Those in the gas industry who counted on the repetition of the last year’s scenario when cold weather pushed U.S. natural gas prices to double digits will be disappointed – Financial Times believes. The relatively mild start of the winter and ever-increasing production from prolific formations such as the Marcellus will push natural gas prices even lower; the analysts believe.
FT reports that gas delivered over the weekend at the Leidy trading hub in rural Pennsylvania, which helps supply the US northeast, sold for $0.80 per million British thermal units — about a tenth of the price in Europe, according to ICE Data.
Meanwhile, Henry hub gas futures traded on the New York Mercantile Exchange are down 13 per cent since the official start of winter to $3 per million British thermal units, the lowest level in more than two years.
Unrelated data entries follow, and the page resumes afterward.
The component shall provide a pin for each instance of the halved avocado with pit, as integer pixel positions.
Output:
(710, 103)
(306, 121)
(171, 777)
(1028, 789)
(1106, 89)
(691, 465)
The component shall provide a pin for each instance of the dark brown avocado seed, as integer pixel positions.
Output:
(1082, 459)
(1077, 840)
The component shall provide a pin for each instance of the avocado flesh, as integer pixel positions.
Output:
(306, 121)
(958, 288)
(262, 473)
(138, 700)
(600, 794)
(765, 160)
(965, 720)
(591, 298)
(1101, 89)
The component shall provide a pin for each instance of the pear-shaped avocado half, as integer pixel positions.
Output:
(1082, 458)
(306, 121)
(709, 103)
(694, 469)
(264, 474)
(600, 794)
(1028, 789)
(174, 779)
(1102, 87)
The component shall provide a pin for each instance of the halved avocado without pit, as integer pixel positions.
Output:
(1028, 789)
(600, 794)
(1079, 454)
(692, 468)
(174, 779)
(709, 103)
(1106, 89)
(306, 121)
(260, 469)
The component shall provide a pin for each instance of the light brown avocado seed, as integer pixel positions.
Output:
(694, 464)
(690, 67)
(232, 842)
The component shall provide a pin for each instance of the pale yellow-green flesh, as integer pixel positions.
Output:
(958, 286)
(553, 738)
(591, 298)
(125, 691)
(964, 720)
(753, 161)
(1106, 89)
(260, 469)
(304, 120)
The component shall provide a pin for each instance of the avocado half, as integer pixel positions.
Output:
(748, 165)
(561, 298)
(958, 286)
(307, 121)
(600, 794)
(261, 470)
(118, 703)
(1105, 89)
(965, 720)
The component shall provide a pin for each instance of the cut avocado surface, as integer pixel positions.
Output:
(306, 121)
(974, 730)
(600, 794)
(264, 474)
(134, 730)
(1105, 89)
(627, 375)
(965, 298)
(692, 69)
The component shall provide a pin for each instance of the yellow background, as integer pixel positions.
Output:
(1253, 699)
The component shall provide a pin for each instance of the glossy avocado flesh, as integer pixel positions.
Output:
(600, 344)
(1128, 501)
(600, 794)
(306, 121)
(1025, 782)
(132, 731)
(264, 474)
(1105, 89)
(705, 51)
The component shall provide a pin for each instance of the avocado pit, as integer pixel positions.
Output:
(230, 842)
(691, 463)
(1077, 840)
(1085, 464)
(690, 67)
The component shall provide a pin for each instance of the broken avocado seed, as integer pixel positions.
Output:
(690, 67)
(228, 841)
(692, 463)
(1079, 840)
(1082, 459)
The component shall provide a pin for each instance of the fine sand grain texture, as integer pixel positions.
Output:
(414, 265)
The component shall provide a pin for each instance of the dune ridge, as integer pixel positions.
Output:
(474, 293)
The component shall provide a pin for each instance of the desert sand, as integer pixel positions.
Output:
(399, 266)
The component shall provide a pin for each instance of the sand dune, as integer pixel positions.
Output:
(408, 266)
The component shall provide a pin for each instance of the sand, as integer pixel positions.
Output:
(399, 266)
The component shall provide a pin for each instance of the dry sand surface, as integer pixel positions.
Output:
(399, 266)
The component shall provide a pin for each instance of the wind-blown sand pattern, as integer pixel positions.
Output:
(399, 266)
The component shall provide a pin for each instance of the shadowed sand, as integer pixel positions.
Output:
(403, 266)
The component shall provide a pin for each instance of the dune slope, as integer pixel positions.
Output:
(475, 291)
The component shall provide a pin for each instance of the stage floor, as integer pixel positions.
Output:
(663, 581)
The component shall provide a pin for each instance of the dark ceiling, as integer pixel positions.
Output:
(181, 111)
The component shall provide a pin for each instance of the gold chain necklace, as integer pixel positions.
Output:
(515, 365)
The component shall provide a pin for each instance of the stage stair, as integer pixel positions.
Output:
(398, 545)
Unlike last year when gas stocks were depleted due to the polar vortex that swept over parts of the U.S., causing the futures prices to jump above $6 per mBtu, this year’s gas stocks are just 2.5 per cent below average, according to EIA.
With the national gross production of natural gas in the U.S. still on the up – EIA estimates the Marcellus Shale’s gas output exceeds 13bn cubic feet per day – unless the country experiences truly arctic weather sustained over a long period of time the gas reserves will hardly be dented. With the current weather, the EIA projects national inventories will be 1.43tn cubic feet at the end of March, below average but still comfortable.
It seems that until the U.S. starts exporting its gas – the first of the planned LNG terminals are scheduled to come online in 2015 – natural gas prices are set to tumble. With the current levels of production it is unlikely that even a very cold winter can stop the decline.